I actually wasn't looking for information, of course I've already been on the Marinoni website, but pointing out this nice bike to a nice person on the forum who may have an interest.  But thanks for the Avis attack.


----------



## locomotion (Oct 30, 2018)

bulldog1935 said:


> I actually wasn't looking for information, of course I've already been on the Marinoni website, but pointing out this nice bike to a nice person on the forum who may have an interest.  But thanks for the Avis attack.




ok! Maple leaf, Maple.


----------



## bulldog1935 (Nov 2, 2018)

got it - and knew it - aren't y'all up there by Dalhart?

btw, I'm fishing the Texas tropics next week - lows mid 60s, high 80, prevailing SE wind all week.


----------



## Brian R. (Feb 3, 2019)

Thanks for posting pics of this bike, Bulldog. I didn't see it until tonight. I absolutely love that Marinoni. It's a thing of beauty! 

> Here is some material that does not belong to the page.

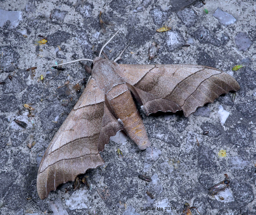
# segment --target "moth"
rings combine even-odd
[[[118,32],[94,60],[60,65],[84,60],[93,63],[92,69],[86,68],[91,76],[86,88],[41,161],[37,187],[42,199],[60,184],[104,165],[100,152],[118,131],[124,130],[141,150],[150,145],[132,95],[147,115],[182,110],[187,117],[220,95],[240,88],[232,76],[209,66],[118,64],[121,55],[110,60],[102,50]]]
[[[228,176],[226,174],[224,174],[225,179],[216,184],[214,184],[212,187],[208,189],[209,193],[212,196],[214,196],[220,191],[224,190],[226,188],[229,186],[229,180],[228,180]]]
[[[195,208],[196,209],[197,212],[199,214],[200,213],[198,211],[197,209],[195,207],[189,207],[189,204],[188,203],[186,203],[184,205],[184,208],[182,211],[182,215],[192,215],[192,212],[191,212],[191,210],[190,210],[191,208]]]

I'm very new to post-1983 (ccm bankruptcy) Canadian bikes and trying to get up to speed on who was around. I've learned there were a trio of Italian-Canadians building bikes in the '80s: Marinoni in Montreal, Miele in Toronto, and Gardin in Mississauga (next door to Toronto). I've made it my mission to find a beautiful and original example of each. A Marinoni like that gorgeous blue one would certainly fit!


----------



## Deejay (May 12, 2020)

Brian R. said:


> Thanks for posting pics of this bike, Bulldog. I didn't see it until tonight. I absolutely love that Marinoni. It's a thing of beauty!
> 
> I'm very new to post-1983 (ccm bankruptcy) Canadian bikes and trying to get up to speed on who was around. I've learned there were a trio of Italian-Canadians building bikes in the '80s: Marinoni in Montreal, Miele in Toronto, and Gardin in Mississauga (next door to Toronto). I've made it my mission to find a beautiful and original example of each. A Marinoni like that gorgeous blue one would certainly fit!



Hi,
I just saw this post and wondered if you might be interested in my MARINONI which I'd like to sell. I don't know what year it is, but it has a 56-cm Columbus frame, 700C Wolber alloy wheels, a 7-speed Sachs-Maillard freewheel, 2-speed alloy chainset and Shimano 600 derailleurs and brakes.


----------



## Brian R. (May 13, 2020)

Deejay said:


> Hi,
> I just saw this post and wondered if you might be interested in my MARINONI which I'd like to sell. I don't know what year it is, but it has a 56-cm Columbus frame, 700C Wolber alloy wheels, a 7-speed Sachs-Maillard freewheel, 2-speed alloy chainset and Shimano 600 derailleurs and brakes.
> 
> View attachment 1192672




pm sent


----------